South Korean President Moon Jae-in (R) and North Korean leader Kim Jong-un cross the inter-Korean border at the Joint Security Area of Panmunjom on April 27, 2018 for a meeting with Moon that will mark the third inter-Korean summit. (Yonhap)

Kim's peace drive was also a reflection of his eagerness to lift his country out of its economic doldrums amid incremental international sanctions.

As witnessed in his ruling party's recent adoption of a "new strategic line" on economic reconstruction, shoring up the debilitated economy remains a core legacy task for the young leader who has so far focused on consolidating power by purging rivals and dissidents, and advancing his nuclear program.

Shoring up the debilitated economy remains the only unfinished part of the three-pronged vision to become an "economically, ideologically and militarily strong" nation.

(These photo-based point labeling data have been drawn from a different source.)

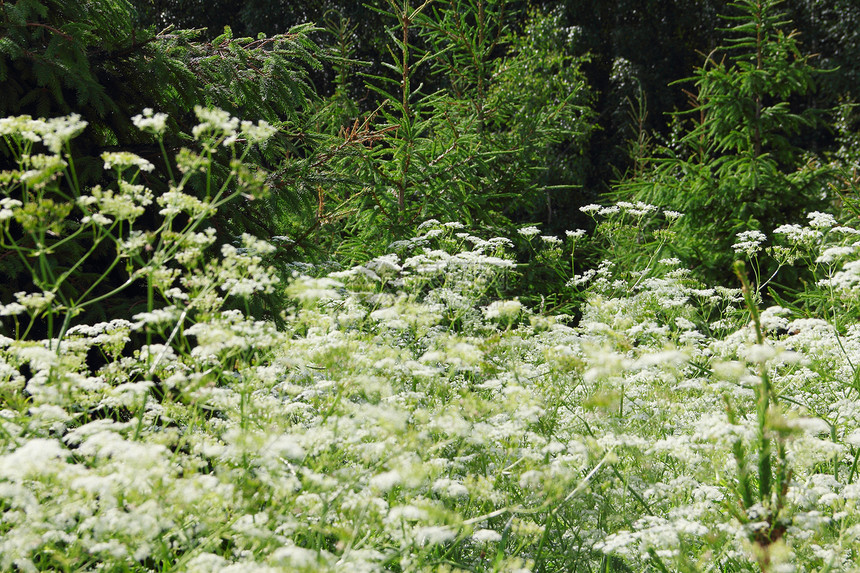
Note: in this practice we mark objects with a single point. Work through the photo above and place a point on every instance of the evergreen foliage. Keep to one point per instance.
(735, 165)
(475, 150)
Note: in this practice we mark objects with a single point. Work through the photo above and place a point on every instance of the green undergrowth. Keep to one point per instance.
(408, 414)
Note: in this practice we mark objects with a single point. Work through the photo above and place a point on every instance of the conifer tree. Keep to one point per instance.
(736, 167)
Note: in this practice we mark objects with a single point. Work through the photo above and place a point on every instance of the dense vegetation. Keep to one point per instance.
(454, 285)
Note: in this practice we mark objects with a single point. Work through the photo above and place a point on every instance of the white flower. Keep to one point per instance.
(831, 254)
(749, 242)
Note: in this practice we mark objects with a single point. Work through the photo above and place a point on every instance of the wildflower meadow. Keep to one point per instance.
(406, 413)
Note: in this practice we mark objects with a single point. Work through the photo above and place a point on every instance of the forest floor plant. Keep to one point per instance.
(405, 418)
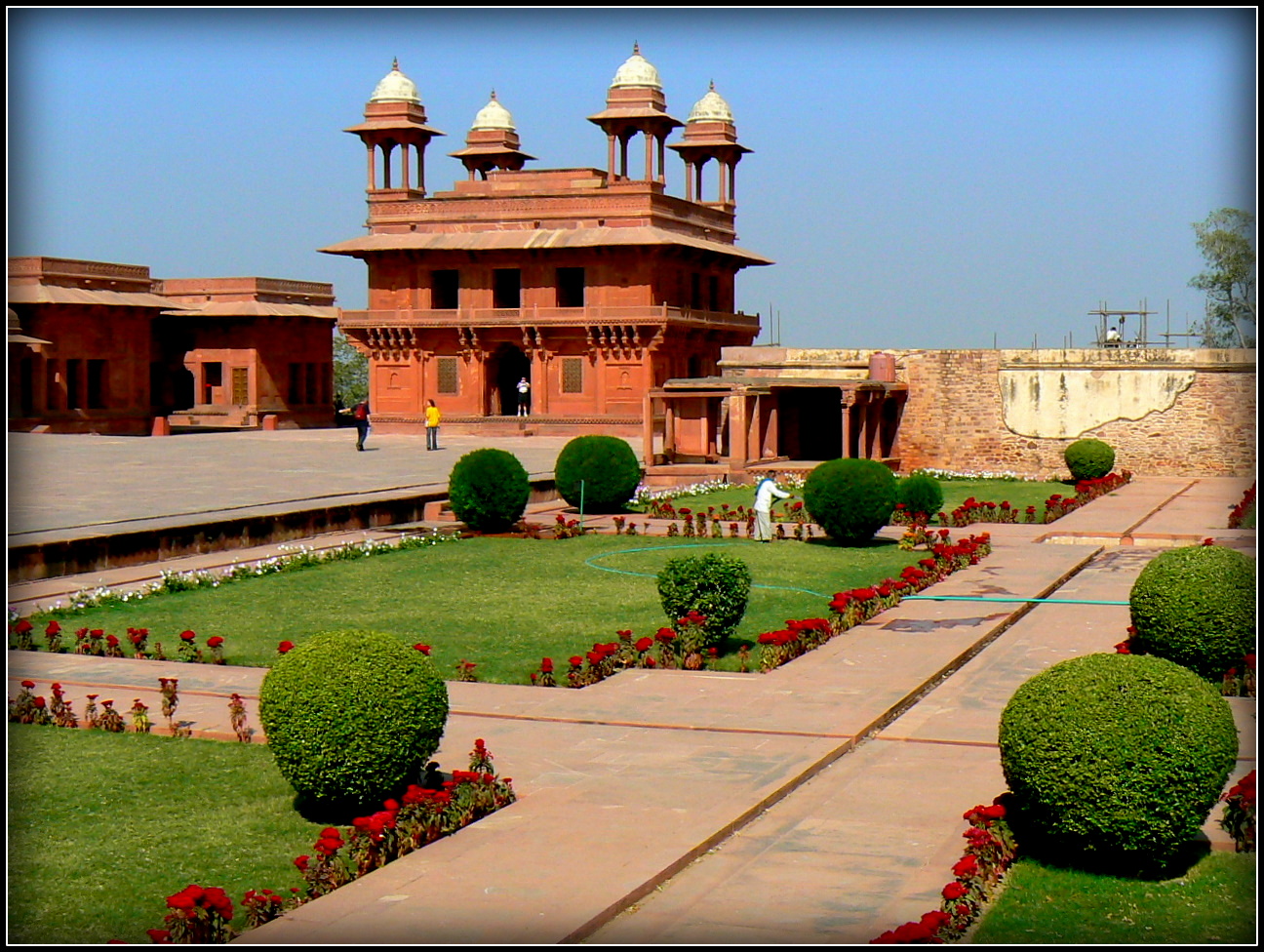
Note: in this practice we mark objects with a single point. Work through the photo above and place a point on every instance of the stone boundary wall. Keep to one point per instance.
(1165, 411)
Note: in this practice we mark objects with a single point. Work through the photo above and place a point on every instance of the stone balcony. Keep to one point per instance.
(549, 316)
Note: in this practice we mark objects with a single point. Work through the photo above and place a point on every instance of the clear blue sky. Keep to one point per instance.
(936, 178)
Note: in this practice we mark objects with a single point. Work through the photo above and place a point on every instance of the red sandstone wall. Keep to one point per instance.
(955, 419)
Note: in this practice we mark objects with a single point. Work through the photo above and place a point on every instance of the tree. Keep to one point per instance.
(350, 372)
(1226, 240)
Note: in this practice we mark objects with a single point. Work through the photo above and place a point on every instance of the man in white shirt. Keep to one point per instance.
(765, 494)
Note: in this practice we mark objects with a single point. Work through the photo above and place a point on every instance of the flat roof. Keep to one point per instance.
(524, 239)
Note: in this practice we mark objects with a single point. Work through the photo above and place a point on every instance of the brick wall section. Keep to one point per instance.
(955, 419)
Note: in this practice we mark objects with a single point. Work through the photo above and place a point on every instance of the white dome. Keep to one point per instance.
(711, 107)
(396, 88)
(494, 115)
(637, 71)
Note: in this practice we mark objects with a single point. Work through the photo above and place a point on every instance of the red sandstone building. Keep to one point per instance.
(596, 286)
(105, 348)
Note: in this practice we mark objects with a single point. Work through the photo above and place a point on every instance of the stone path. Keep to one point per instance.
(819, 803)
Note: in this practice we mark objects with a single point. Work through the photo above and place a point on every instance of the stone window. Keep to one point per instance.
(506, 287)
(448, 375)
(54, 385)
(445, 290)
(571, 287)
(573, 375)
(98, 384)
(73, 391)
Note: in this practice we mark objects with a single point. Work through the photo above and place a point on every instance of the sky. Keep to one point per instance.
(927, 178)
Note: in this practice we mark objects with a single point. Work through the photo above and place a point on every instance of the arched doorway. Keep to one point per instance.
(508, 366)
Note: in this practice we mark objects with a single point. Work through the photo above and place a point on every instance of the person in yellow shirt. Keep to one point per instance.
(432, 417)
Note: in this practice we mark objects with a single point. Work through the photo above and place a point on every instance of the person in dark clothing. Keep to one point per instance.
(361, 414)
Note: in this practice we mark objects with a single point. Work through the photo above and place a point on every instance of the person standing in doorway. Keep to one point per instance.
(765, 494)
(432, 417)
(524, 397)
(361, 415)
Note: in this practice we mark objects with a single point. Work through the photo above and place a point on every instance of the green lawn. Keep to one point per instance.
(103, 827)
(1213, 901)
(503, 603)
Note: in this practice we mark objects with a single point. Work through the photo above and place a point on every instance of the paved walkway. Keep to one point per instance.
(818, 803)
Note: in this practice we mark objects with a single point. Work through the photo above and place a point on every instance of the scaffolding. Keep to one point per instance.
(1114, 330)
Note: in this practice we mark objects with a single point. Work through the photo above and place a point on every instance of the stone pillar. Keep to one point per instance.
(737, 434)
(648, 430)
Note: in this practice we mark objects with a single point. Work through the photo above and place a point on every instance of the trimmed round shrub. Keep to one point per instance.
(353, 716)
(1115, 760)
(1196, 606)
(714, 585)
(1088, 459)
(607, 468)
(488, 490)
(850, 498)
(921, 494)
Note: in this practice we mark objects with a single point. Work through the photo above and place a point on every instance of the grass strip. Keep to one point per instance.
(103, 827)
(1213, 901)
(503, 603)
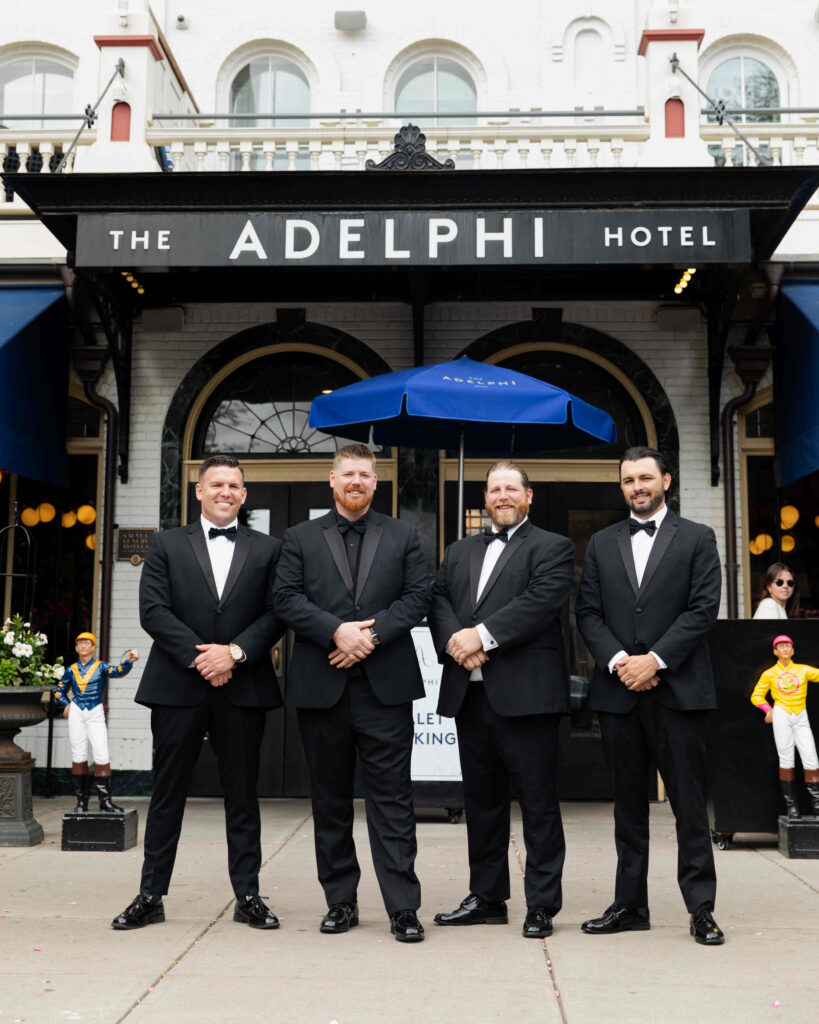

The North claims it has already become a powerful nation ideologically with its ideology of "juche," or self-reliance, and militarily with the "nuclear button" on Kim's desk.

His trip across the border was a rare opportunity for the media to scrutinize the reclusive leader who was thrust to the center of power in late 2011 upon the death of his late father and longtime strongman Kim Jong-il.

Despite his scarce exposure to the media during the Beijing summit with Chinese leader Xi Jinping in his first known overseas trip last month, Kim remains an enigmatic ruler with little information about his true character, leadership chops and statesmanship.

According to reports and intelligence sources, Kim was born to Ko Yong-hui, a dancer from Japan, in 1984 and schooled in Switzerland for some six years from 1996 -- a reason why he is known to be fluent in German and well-versed in Western culture.

Back home, Kim is said to have graduated from the Kim Il Sung Military University -- named after the North's state founder and his late grandfather -- in Pyongyang and briefly served as part of the rank-and-file military staff to apparently hone basic combat skills.

According to the reported accounts of his onetime Japanese chef, Kenji Fujimoto, a young Kim was a basketball enthusiast who carefully strategized winning any match, and burst into a rage when defeated.

Kim was only in his late 20s when he rose to power following just a few years of grooming. His father, Kim Jong-il, had about two decades of leadership training before taking the reins of the country in 1994.

In the course of his power consolidation, Kim has exposed his brutal nature. He executed Jang Song-thaek, a once powerful uncle, for plotting to overthrow his regime in December 2013. The execution followed the mysterious assassination of his long-estranged half brother, Jong-nam, in Malaysia in February last year.

Until late last year, Kim's provocative tack raised the fears of war. Trump warned that he would rain down "fire and fury" on and "totally destroy" it if necessary to defend his country and its allies. Kim hit back later, calling Trump a "deranged dotard" and boasting of his "nuclear button."

The escalatory threats of war subsided from January amid a detente the South Korean president fostered in time for the Winter Games.